NAVAL AVIATION DEPOT

DEPARTMENT OF THE NAVY

NORFOLK, VIRGINIA

and

INTERNATIONAL ASSOCIATION OF MACHINISTS AND

AEROSPACE WORKERS

LOCAL 39

0-AR-1620

DECISION

January 24, 1990

Before Chairman McKee and Members Talkin and Armendariz.

I. Statement of the Case

This matter is before the Authority on exceptions to the award of Arbitrator Roy D. Cromwell.

A grievance was filed over the 3-day suspension of the grievant for falsifying a material fact and for an unauthorized absence in connection with his request for sick leave for a 3-day absence. The Arbitrator rescinded the suspension and substituted a warning to the grievant that continued absences could result in further disciplinary action including removal.

International Association of Machinists and Aerospace Workers Local 39 (the Union) filed exceptions to the award under section 7122(a) of the Federal Service Labor-Management Relations Statute (the Statute) and part 2425 of the Authority's Rules and Regulations.
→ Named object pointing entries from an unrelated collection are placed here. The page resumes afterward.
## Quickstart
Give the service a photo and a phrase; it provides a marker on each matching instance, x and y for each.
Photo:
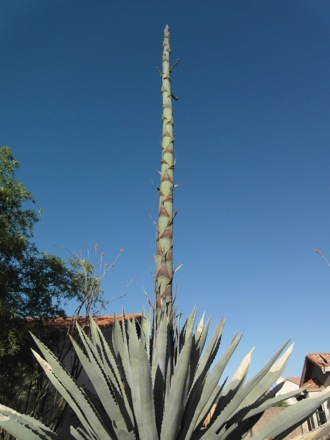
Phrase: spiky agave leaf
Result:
(24, 427)
(236, 395)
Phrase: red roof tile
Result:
(102, 321)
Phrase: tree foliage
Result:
(32, 283)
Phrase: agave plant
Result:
(160, 385)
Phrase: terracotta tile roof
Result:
(102, 321)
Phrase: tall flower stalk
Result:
(164, 238)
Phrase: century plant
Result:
(164, 231)
(144, 391)
(154, 380)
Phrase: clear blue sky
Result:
(81, 110)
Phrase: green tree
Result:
(32, 283)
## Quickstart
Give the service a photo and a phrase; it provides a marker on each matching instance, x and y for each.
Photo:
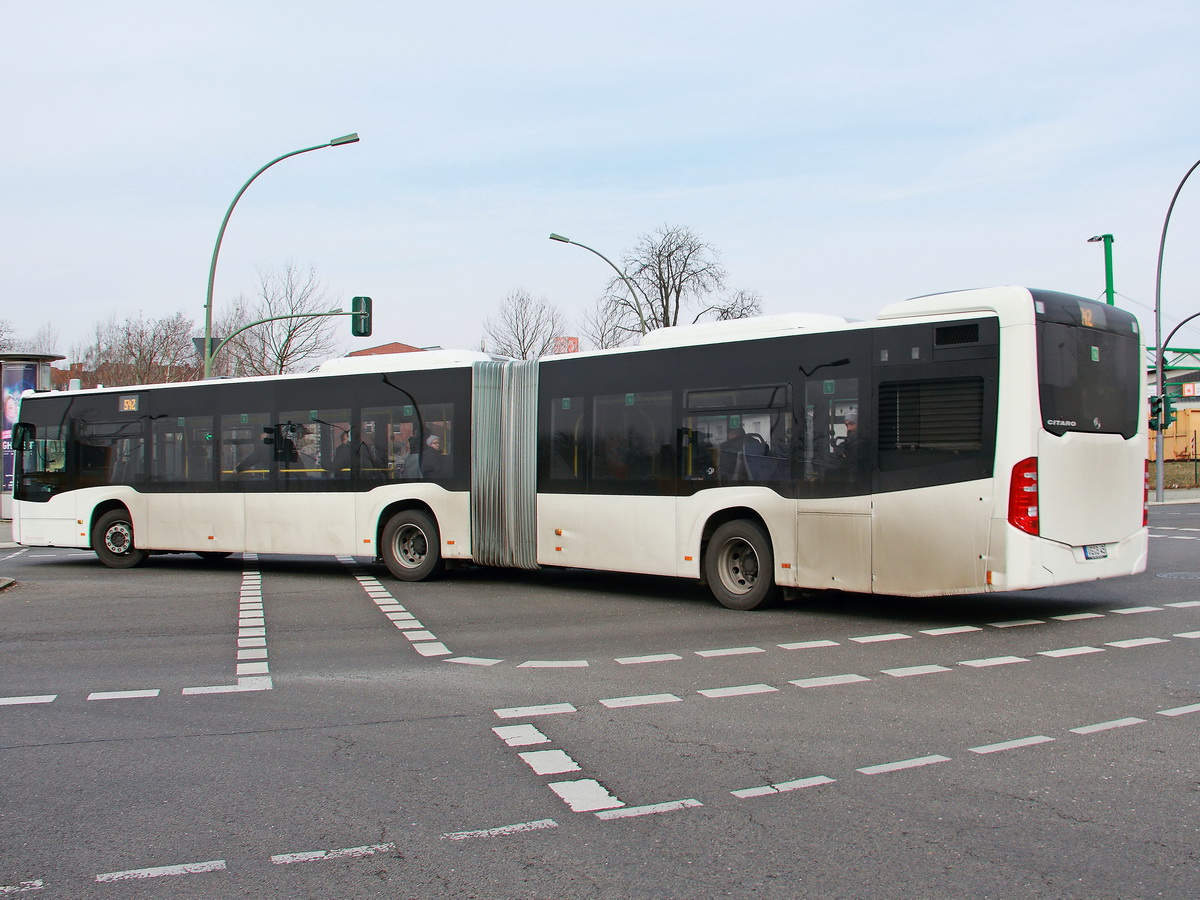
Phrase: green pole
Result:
(1108, 265)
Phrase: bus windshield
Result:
(1089, 365)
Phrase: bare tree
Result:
(739, 305)
(45, 340)
(287, 345)
(523, 328)
(672, 267)
(605, 325)
(666, 273)
(139, 351)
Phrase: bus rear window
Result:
(1089, 369)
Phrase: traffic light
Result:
(1168, 412)
(360, 318)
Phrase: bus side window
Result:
(633, 438)
(111, 453)
(568, 447)
(317, 437)
(183, 449)
(833, 459)
(247, 442)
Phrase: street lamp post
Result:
(1158, 335)
(633, 291)
(1108, 264)
(216, 249)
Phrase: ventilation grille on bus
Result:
(957, 334)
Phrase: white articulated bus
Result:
(966, 442)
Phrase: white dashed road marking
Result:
(654, 658)
(653, 809)
(645, 700)
(915, 670)
(1107, 726)
(1011, 744)
(503, 831)
(214, 865)
(991, 661)
(585, 796)
(903, 765)
(738, 691)
(829, 681)
(549, 762)
(321, 855)
(546, 709)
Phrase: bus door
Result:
(833, 528)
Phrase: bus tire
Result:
(739, 565)
(113, 540)
(412, 546)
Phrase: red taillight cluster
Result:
(1023, 496)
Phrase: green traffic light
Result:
(360, 318)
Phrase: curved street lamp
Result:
(1108, 264)
(637, 303)
(213, 268)
(1158, 335)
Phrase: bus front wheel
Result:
(739, 565)
(412, 546)
(113, 540)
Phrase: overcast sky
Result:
(840, 155)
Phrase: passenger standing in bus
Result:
(431, 460)
(731, 463)
(847, 447)
(412, 465)
(342, 456)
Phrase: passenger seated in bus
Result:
(847, 448)
(342, 456)
(411, 466)
(742, 457)
(258, 460)
(432, 461)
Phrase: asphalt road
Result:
(312, 729)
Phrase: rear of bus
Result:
(1075, 507)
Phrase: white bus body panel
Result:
(450, 509)
(921, 549)
(695, 511)
(211, 522)
(833, 544)
(617, 533)
(1079, 503)
(53, 523)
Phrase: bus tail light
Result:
(1023, 496)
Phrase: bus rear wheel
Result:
(113, 540)
(412, 546)
(739, 565)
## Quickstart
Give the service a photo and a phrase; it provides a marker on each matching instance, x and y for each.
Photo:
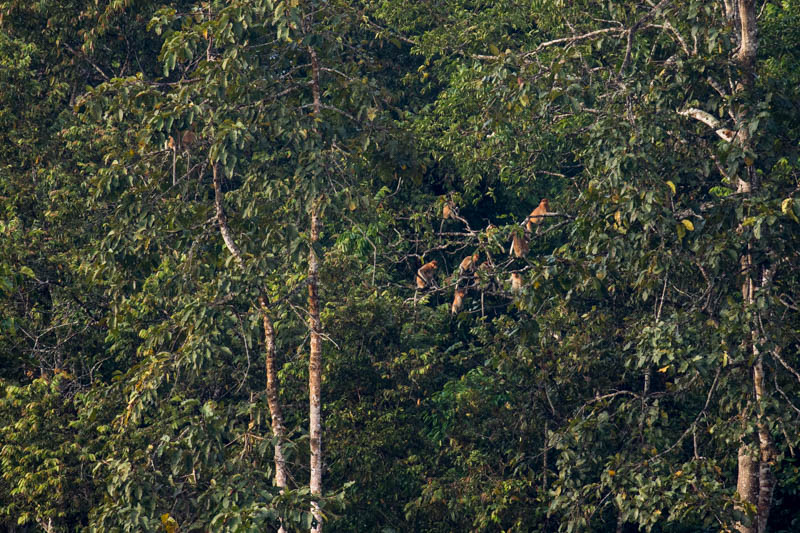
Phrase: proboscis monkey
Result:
(535, 217)
(468, 263)
(458, 300)
(425, 274)
(447, 210)
(516, 282)
(519, 245)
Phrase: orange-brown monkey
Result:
(535, 216)
(458, 300)
(425, 274)
(447, 211)
(468, 263)
(519, 245)
(516, 282)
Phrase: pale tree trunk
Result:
(756, 481)
(315, 373)
(278, 429)
(315, 330)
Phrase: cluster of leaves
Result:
(612, 393)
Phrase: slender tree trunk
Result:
(278, 429)
(315, 372)
(756, 481)
(315, 328)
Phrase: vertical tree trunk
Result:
(755, 479)
(315, 328)
(278, 430)
(315, 372)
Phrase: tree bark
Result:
(315, 373)
(756, 481)
(278, 429)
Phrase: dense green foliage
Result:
(612, 393)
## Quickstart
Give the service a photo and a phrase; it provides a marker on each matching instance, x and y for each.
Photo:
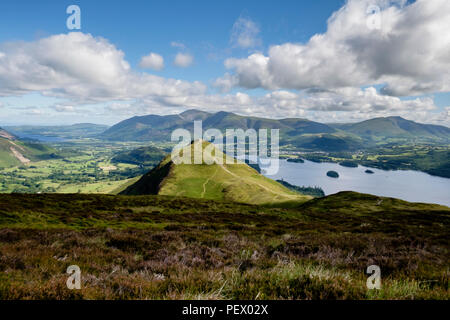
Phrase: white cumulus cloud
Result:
(408, 54)
(82, 68)
(244, 33)
(183, 60)
(152, 61)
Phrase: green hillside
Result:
(159, 128)
(300, 133)
(143, 156)
(14, 152)
(396, 127)
(157, 247)
(232, 182)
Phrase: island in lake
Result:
(333, 174)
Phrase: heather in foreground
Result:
(155, 247)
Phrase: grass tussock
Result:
(157, 247)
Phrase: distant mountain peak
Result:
(5, 134)
(216, 181)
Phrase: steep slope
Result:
(236, 182)
(396, 127)
(157, 128)
(14, 152)
(144, 156)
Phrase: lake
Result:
(413, 186)
(41, 137)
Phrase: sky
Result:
(325, 60)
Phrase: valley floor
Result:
(155, 247)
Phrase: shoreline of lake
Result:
(409, 185)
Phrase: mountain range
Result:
(14, 152)
(235, 182)
(300, 133)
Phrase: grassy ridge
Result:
(236, 182)
(156, 247)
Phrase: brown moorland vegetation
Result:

The Naval Aviation Depot (the Activity) did not file an opposition to the exceptions.

The Union has failed to establish that the award is deficient on any of the grounds set forth in section 7122(a) of the Statute. Accordingly, we will deny the exceptions.

II. Background

The grievant was absent from work on May 6, 7, and 8, 1987. On the morning of May 8, he phoned a secretary in his division and stated: "I have the flu. Doctor instructed me to be off until Monday, May 11, 1987." Arbitrator's Award at 1. The grievant had been absent on 63 occasions in 1986 and 15 occasions in the first 4 months of 1987, and had previously been warned concerning his abuse of sick leave.

After the grievant's phone call on May 8, the Activity had an investigator place the grievant's home under surveillance. The investigator observed the grievant leave his home at approximately 1 p.m. The investigator followed the grievant to another house, where the grievant remained for approximately 30 minutes before returning to his home. The grievant again departed his home at approximately 3:15 p.m. The investigator lost the grievant after following him for 15 minutes and the surveillance was discontinued.

On Monday, May 11, the grievant submitted a leave slip requesting 24 hours of sick leave and attached a note from a doctor. The note was dated May 7, 1987, and stated: "p[atien]t seen in my office today." Arbitrator's Award at 1. The note did not advise how long the grievant should have been absent or contain any other information.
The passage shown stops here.